What are the three most recognizable images of nursing (even though it's been years since two have been widely used)? If you thought Florence Nightingale, nursing caps, and the nursing lamp, you're correct. Unfortunately, however, at the same time nurses were shedding caps, pins, and related nursing ceremonies, nursing also was shedding the study of history. As books like Nutting and Dock's A History of Nursing and Gibbon's Three Centuries of Canadian Nursing were shelved, so too was the notion that history may have something of value to teach nurses. It is only recently as historians have started to rediscover the richness inherent in nursing that nurses have started to ask, what has our preoccupation with the present cost us? What might nurses gain by revisiting, and even revising, nursing history?
According to Nelson and Gordon (2004) nursing's rupture from its past has contributed to recurrent problems in the construction of nursing's contemporary identity and search for social legitimacy. That is, by disconnecting with the past, nurses have lost a sense of shared identity and purpose. For Christian nurses this loss is particularly poignant. Disengaging with the religious roots of nursing has eroded the ability to thoughtfully engage with theologies of nursing, learn from nurses whose sense of religious calling shaped their approach to the sick, and understand ways in which religious nursing both contributed to, and detracted from, the care of sick and injured strangers. Contemporary Christian nurses who grapple with questions of ethics, spiritual care, and social justice may learn from asking questions, like, when did the concept of spiritual care enter nursing textbooks? How did lessons learned through Tuskegee shape understandings of ethical nursing care? What can we learn from missionary nurses who helped develop the "social gospel?"

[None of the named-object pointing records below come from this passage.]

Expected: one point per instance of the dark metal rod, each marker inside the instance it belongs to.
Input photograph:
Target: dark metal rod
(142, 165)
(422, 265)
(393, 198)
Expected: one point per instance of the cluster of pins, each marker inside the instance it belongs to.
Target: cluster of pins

If history is to be a credible source of knowledge for practicing nurses, then creators and consumers of history alike must resist sentimentalized views of nursing's past. Iconic images of nursing rarely resemble historical reality. As I've noted elsewhere, the way we've come to understand Florence Nightingale may have less to do with the reality of her life and work than the image that others have projected upon her (see Grypma, 2005a, b). The image of Nightingale as "the lady with the lamp" quietly gliding among sleeping Crimean soldiers more accurately represents Longfellow's poetic imagination in his 1857 Santa Filomena than the historical record. Furthermore, Nightingale's actual lamp was not a genie lamp at all, but rather a Turkish lamp. My point: The past-as-lived is much more interesting and instructive than the past-as-imagined, or even hoped for. If we really want to learn from the past, we must be willing to ask the difficult questions-the kind that stained glass windows, sculptures, and memorials cannot answer.

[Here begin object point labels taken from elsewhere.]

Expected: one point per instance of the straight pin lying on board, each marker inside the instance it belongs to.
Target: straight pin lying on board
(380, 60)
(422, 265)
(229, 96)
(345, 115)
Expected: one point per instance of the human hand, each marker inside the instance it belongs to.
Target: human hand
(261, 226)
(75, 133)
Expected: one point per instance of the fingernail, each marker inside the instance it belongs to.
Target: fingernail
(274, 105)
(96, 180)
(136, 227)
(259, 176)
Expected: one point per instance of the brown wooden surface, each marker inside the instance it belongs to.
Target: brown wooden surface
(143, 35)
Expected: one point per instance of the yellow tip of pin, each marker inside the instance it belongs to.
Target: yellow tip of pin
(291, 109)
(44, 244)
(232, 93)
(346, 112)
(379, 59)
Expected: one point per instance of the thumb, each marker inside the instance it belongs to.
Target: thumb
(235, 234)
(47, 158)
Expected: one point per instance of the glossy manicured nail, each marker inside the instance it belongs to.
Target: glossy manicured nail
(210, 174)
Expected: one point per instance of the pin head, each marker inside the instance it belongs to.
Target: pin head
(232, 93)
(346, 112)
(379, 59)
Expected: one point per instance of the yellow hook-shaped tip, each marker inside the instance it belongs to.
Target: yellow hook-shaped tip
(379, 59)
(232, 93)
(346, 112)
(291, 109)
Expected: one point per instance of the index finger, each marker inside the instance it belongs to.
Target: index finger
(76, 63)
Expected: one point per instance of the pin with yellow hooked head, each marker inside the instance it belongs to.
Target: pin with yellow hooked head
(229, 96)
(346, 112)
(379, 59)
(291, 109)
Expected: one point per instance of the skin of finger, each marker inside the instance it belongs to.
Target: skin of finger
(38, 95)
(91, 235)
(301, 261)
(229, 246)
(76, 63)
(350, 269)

If the goal of historical study is to render visible that which has been hidden, for nurses it also has a practical purpose. My own foray into the lives of nurses past started with the discovery of an unpublished cache of letters written by missionary nurses working in wartime China in the 1930s. Entering into the stories of nurses collectively attempting to balance personal and professional values with the devastating reality of war raised new questions about nursing identity, faith-based practice, globalization, and intercultural nursing-and provided a context to understand why it is that nurses respond to social needs in a particular way, be it the earthquake in Haiti, a looming H1N1 pandemic, or political attempts at healthcare reform. For Christian nurses, history helps us gain a clearer understanding of God's unfolding story and our place in it.